O cenário da pesquisa científica internacional acaba de testemunhar um feito notável protagonizado por quatro jovens mentes brasileiras. Uma equipe de alunas do 8º e 9º ano do Colégio Ser, em Jundiaí, interior de São Paulo, alcançou o primeiro lugar no ISS Journey, um prestigiado programa global que incentiva estudantes a idealizar experimentos para serem conduzidos em condições de microgravidade. A conquista é inédita para o Brasil e pavimenta o caminho para que a pesquisa desenvolvida pelas estudantes sobre o câncer de mama seja enviada à Estação Espacial Internacional (ISS) em uma missão prevista para 2026.
Uma Conquista Sem Precedentes no ISS Journey
A edição atual do ISS Journey atraiu uma participação expressiva de mais de 70 equipes brasileiras, das quais apenas dez chegaram à fase final, evidenciando o alto nível de competição e a exigência do programa. É a primeira vez na história da iniciativa que uma equipe do Brasil se sagra vitoriosa. As protagonistas desse feito são Beatriz Marques Herculano, Giovanna Machado Tasso, Lavínia Carboni Berti, todas de 14 anos, e Sara Lourenço Panico, de 15. O programa é uma iniciativa conjunta da International School, um programa de ensino bilíngue da Arco Educação, e da The Michaelis Foundation, com o objetivo primordial de conectar estudantes com a ciência espacial através da criação de experimentos reais que possam gerar valiosas contribuições para o conhecimento científico global.
Inovando na Pesquisa do Câncer de Mama em Microgravidade
O projeto laureado, intitulado “Análise de células mesenquimais no secretoma e do ducto mamário”, dedica-se a uma investigação crucial sobre o câncer de mama. A pesquisa busca compreender como a ausência de gravidade pode influenciar a intrincada comunicação entre células envolvidas na doença. Para isso, as alunas focarão no secretoma, o conjunto de substâncias que as células liberam para se comunicar entre si. A expectativa é que as alterações induzidas pela microgravidade possam revelar novas abordagens para a pesquisa e o desenvolvimento de tratamentos para o câncer de mama, uma condição de saúde que afeta uma em cada oito mulheres ao longo da vida.

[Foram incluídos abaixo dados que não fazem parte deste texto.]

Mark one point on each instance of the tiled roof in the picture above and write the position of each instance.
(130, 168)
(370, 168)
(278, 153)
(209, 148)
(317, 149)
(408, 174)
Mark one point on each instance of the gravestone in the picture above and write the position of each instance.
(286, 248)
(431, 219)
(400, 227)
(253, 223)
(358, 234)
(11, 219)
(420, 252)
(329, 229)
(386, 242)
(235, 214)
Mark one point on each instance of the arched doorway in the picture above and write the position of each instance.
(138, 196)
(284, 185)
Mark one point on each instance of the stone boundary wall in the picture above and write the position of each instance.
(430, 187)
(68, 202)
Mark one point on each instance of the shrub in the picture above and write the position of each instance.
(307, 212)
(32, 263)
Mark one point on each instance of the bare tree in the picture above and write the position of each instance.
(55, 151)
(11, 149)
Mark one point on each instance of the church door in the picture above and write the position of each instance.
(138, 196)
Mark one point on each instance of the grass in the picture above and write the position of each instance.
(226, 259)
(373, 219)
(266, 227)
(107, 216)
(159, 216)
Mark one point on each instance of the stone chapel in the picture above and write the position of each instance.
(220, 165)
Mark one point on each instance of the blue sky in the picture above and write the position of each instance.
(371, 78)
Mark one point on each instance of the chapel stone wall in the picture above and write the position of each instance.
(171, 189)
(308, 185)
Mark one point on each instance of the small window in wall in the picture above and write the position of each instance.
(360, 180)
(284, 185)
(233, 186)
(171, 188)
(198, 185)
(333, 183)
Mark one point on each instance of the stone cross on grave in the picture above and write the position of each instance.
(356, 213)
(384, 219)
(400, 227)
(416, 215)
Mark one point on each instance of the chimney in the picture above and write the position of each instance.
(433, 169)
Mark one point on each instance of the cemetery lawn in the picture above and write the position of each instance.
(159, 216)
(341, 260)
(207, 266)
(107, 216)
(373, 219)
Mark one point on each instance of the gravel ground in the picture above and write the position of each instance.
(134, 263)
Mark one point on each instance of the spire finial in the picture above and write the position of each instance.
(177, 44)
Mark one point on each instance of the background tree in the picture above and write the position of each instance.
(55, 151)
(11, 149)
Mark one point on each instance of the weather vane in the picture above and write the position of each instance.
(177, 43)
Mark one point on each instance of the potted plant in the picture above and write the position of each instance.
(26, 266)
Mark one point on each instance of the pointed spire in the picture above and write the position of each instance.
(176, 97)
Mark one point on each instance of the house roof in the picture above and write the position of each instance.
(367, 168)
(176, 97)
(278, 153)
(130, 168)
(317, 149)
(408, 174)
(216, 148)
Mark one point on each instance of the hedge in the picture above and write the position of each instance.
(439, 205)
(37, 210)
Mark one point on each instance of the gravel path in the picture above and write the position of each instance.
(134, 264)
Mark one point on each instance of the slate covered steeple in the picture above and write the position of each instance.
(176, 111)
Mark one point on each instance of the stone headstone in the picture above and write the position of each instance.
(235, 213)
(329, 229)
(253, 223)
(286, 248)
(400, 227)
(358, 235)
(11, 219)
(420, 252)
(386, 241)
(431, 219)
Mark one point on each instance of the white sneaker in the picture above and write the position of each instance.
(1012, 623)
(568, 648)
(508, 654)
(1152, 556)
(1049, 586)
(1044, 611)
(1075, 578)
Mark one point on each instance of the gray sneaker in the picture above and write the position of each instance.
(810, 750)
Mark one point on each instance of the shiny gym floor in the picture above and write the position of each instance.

Da Terra à Estação Espacial: A Metodologia do Estudo
A execução do experimento das estudantes seguirá um protocolo científico robusto e comparativo. O projeto será enviado à Estação Espacial Internacional (ISS), onde as células serão analisadas em um ambiente de microgravidade, em uma missão programada para os meses de setembro e outubro de 2026. Simultaneamente, um experimento de controle será conduzido na Terra sob condições normais de gravidade. Esta abordagem comparativa é fundamental para determinar como o ambiente espacial afeta especificamente a comunicação celular estudada, prometendo gerar dados inovadores para futuras investigações sobre o câncer de mama e, de forma mais ampla, sobre os impactos da microgravidade em processos biológicos complexos.
Mentoria Especializada e Imersão no Universo Aeroespacial
A jornada das jovens cientistas foi marcada por um robusto apoio, incluindo mentoria especializada de um comitê científico da International School. Elas também tiveram a oportunidade de apresentar seus projetos durante o Science Days, um evento que reuniu as equipes finalistas e importantes especialistas da área. Como parte da premiação pelo primeiro lugar, as alunas desfrutaram, na última semana de junho, de uma imersão enriquecedora no Kennedy Space Center, nos Estados Unidos. Lá, puderam interagir com cientistas renomados, especialistas aeroespaciais e até astronautas, uma experiência que transcende o mérito escolar e eleva a conquista a um patamar de representação da ciência brasileira em escala global.
O sucesso dessas estudantes de Jundiaí não apenas celebra a capacidade inovadora da juventude brasileira, mas também abre novas perspectivas para a pesquisa médica e espacial. Ao levar um experimento sobre o câncer de mama para o espaço, elas não só contribuem para um desafio de saúde global, como também inspiram futuras gerações a explorar as fronteiras da ciência e da tecnologia, reforçando o papel do Brasil na vanguarda da exploração científica internacional.